Exercising during pregnancy poses minimal risks, but a visit to your physician is necessary for an in-depth obstetric evaluation and to rule out contraindications and complications. In addition, it is important for the safety of both mother and child that the proposed exercise schedule be personalised on the basis of the attitude and athletic preparation of each individual patient and on the basis of the physical and anatomical changes that occur during pregnancy, such as the increased weight and the shifting of the centre of gravity, as well as changes to the lungs and cardiovascular system.
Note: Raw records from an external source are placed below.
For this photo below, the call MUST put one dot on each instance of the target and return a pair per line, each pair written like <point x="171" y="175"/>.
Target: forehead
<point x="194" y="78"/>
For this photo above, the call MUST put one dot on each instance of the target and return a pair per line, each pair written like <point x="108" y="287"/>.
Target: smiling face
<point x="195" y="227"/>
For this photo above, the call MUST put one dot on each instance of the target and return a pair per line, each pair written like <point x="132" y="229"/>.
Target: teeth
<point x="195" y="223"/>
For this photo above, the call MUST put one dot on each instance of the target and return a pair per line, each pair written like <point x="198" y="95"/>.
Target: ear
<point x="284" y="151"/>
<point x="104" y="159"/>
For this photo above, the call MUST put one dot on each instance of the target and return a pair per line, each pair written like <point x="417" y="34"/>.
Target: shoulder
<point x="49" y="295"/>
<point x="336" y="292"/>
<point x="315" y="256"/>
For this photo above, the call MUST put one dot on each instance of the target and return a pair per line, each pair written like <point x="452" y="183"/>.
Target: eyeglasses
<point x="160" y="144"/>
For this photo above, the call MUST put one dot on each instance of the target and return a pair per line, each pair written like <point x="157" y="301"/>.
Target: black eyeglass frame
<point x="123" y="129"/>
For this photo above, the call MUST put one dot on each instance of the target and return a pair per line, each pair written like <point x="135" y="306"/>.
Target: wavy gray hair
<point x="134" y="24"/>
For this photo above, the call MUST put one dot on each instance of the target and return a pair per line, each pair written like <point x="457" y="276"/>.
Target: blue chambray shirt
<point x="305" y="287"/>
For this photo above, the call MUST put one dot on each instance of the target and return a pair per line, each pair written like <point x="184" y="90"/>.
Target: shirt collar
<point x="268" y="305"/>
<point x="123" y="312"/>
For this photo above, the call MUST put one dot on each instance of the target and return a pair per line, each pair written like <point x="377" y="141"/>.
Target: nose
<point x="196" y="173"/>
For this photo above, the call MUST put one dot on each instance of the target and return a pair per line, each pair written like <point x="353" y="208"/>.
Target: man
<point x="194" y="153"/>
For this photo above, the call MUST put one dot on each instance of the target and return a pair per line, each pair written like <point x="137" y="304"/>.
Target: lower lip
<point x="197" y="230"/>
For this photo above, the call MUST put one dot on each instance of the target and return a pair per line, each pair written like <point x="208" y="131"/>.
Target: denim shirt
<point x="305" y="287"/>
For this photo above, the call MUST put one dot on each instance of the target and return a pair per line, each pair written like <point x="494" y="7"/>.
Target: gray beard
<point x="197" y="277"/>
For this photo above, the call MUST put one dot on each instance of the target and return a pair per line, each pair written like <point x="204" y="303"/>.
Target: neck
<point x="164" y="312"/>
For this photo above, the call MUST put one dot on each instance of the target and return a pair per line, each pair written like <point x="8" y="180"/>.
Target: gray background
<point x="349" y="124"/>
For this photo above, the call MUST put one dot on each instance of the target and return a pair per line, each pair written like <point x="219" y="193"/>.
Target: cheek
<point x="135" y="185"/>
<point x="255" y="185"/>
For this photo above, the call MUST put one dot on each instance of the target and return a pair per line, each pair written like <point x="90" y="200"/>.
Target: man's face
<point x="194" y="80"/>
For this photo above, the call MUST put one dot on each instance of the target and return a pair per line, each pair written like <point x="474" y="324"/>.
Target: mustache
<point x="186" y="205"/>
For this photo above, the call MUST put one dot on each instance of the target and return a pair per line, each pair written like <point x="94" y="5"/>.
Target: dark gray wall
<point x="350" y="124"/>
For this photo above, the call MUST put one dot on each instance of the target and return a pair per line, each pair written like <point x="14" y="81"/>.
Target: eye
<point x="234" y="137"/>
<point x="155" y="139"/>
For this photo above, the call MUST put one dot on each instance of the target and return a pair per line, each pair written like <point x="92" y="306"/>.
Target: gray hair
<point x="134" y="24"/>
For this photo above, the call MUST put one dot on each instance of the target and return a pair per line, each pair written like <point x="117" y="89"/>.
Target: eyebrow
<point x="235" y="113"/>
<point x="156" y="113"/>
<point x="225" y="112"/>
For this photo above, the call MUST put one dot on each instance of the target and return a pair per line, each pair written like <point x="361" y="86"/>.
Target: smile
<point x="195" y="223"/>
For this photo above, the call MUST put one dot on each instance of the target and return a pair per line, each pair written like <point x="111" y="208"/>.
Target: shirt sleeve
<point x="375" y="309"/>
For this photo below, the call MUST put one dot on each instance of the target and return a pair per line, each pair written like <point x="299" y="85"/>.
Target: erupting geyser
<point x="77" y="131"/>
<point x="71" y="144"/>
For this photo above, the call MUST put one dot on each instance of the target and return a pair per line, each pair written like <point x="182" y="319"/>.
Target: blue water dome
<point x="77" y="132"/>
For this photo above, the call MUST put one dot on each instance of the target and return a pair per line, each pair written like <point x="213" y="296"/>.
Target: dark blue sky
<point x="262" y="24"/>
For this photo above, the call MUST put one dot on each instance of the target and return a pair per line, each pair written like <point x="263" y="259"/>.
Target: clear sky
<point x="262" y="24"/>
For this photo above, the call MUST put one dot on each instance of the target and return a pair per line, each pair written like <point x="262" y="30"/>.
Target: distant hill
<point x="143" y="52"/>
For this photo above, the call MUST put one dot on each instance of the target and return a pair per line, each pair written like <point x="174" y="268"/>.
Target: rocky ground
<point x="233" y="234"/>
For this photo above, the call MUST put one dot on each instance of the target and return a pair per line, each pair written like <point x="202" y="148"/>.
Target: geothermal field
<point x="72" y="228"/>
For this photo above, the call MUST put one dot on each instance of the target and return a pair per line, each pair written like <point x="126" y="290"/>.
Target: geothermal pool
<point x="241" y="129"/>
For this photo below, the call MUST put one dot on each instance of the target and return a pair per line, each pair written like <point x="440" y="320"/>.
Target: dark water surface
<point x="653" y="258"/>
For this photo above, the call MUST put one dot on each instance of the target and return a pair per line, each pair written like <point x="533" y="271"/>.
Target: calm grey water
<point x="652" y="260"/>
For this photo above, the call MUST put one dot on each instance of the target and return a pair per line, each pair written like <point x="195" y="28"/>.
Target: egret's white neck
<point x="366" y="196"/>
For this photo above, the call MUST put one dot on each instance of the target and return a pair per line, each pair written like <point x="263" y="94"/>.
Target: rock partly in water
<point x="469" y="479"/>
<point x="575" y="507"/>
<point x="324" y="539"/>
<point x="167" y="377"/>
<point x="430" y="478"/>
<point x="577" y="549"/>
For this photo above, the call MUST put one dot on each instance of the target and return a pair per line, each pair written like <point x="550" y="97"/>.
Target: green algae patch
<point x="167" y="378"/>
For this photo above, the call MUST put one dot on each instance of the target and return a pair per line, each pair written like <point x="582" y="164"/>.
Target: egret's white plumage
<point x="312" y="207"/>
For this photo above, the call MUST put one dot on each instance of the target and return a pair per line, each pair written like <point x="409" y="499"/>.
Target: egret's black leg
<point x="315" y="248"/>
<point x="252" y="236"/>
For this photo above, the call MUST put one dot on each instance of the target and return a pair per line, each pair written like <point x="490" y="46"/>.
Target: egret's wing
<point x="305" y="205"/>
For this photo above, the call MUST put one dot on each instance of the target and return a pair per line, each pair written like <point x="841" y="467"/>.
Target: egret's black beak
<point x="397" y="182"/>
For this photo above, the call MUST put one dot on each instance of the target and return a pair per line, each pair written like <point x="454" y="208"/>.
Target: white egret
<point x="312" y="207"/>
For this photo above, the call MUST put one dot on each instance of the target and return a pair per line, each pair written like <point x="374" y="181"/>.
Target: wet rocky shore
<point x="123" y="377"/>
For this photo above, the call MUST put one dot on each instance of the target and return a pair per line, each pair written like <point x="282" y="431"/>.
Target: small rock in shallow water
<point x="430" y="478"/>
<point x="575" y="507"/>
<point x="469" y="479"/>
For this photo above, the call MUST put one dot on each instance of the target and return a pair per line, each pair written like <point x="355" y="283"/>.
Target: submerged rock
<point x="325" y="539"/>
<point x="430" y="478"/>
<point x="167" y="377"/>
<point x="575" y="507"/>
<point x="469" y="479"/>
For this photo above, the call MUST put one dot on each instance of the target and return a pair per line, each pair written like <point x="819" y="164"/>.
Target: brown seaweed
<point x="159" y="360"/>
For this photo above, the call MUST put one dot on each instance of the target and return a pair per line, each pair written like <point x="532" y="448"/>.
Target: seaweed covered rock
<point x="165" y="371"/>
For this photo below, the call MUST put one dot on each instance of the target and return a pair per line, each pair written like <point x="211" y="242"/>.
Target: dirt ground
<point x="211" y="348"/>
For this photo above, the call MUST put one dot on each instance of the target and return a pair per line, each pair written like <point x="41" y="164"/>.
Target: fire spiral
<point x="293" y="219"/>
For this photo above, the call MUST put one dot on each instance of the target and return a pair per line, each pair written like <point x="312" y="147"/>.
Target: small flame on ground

Inactive and sedentary women should follow a gradual exercise schedule when pregnant. Women who were already active before pregnancy can practice high-intensity activities such as running or aerobic exercises. Professional athletes can continue their training sessions under the close supervision of their gynaecologist and their athletic trainer, monitoring changes in weight and diet and the types of exercises. The most recent American guidelines recommend at least 150 minutes of moderate-intensity aerobic activity per week (aerobic exercise for 30-90 minutes 3-4 times per week is not associated with risks of pre-term pregnancy) during pregnancy and after giving birth.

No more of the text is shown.